Showing posts with label Hachi. Show all posts
Showing posts with label Hachi. Show all posts

Thursday, December 18, 2014

Watching Freebies

We haven't been to the cinema this week. A couple of weeks ago husband inadvertently clicked on something at Amazon and received a free month of Amazon Prime, which includes access to their library of films and TV shows (similar set up to Netflix). We've been exploring the freebie opportunity, using Roku, and have found lots to entertain us. We've binge-watched a season each of The Good Wife and Justified (starting from season where previous rental DVDs ended). We've just begun watching season 1 of Warehouse 13 - new to us. It's a fun sci-fi/fantasy series with echoes of The X-Files, and Raiders of the Lost Ark. We also found a couple of decent movies, as well as one we considered not so decent and decided it did not deserve the acclaim it had received.

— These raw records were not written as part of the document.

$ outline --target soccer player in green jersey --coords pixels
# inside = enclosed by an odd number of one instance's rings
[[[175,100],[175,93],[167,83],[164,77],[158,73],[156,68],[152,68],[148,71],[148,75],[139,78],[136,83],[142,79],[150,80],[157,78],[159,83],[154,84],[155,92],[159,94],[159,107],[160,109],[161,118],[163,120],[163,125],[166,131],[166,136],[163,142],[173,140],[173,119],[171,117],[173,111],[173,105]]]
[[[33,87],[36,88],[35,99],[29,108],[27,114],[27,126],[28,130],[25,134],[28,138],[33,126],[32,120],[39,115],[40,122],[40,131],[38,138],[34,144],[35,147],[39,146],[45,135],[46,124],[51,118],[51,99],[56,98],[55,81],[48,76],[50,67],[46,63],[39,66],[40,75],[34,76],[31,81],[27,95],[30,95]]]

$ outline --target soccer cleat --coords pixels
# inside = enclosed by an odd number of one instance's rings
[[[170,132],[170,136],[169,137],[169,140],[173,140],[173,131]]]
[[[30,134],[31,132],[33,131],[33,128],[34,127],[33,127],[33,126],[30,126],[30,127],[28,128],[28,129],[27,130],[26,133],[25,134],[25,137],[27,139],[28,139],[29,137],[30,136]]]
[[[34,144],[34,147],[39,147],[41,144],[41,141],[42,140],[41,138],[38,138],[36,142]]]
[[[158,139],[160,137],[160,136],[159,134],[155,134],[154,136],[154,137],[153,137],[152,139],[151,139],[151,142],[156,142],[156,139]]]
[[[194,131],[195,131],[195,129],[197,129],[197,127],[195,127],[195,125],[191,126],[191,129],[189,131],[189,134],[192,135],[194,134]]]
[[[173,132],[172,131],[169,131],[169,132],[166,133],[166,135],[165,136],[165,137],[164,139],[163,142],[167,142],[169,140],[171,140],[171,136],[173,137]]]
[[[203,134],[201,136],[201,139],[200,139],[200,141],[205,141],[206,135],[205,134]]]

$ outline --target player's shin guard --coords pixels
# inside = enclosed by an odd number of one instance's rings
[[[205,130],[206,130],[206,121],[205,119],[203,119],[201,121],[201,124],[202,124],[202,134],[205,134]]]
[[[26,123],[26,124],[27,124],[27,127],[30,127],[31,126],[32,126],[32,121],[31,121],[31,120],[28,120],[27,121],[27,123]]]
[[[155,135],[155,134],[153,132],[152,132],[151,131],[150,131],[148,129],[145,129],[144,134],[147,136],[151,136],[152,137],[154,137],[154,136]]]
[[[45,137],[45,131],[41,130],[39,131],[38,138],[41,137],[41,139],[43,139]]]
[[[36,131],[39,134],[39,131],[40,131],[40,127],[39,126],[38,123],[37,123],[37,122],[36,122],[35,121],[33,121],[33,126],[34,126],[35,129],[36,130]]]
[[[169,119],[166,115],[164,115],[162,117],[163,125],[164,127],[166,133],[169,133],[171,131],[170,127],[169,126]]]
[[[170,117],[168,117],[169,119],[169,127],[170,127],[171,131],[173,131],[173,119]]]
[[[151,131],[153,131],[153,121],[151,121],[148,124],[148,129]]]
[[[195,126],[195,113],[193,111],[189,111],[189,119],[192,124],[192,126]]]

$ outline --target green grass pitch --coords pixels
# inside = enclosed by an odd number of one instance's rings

One of the most enjoyable films was Hachi- A Dog's Tale. A tale about a dog? I can never resist one of those, never have been able to since first seeing Lassie Come Home, long ago and far away when I was very young. Hachi was a new one to me. It's based on a Japanese true story of a lost puppy, found and cherished, with much doggy loyalty in return. The story reminded me a lot of an old Scottish doggy story, Greyfriars Bobby.

Tears are almost always par for the course in doggy movies - a foregone conclusion. Gratuitous sentimentality abounds, tissues will be to hand, and were essential for Hachi!

The movie we didn't much like, but struggled complainingly through because, well, "Scorsese can't be too bad can he?" (Yes!) : The Wolf of Wall Street with Leonardo DiCaprio as Jordan Belfort. Talk about gratuitous - not sentimentality this time - soft-porn-ish sex scenes, one every few minutes it seemed like. Boring repetitious bad language, the word "fuck" loses all impact when repeated again and again... and again as part of every sentence uttered. The film is based on Jordan Belfort's memoir, so presumably it is at least partly true. Even with Scorsese at the helm, The Wolf of Wall Street, for us, didn't come anywhere near the quality of Oliver Stone's 1987 film Wall Street, with Michael Douglas as Gordon Gekko.

On we go then, there are lots of freebies still to sample!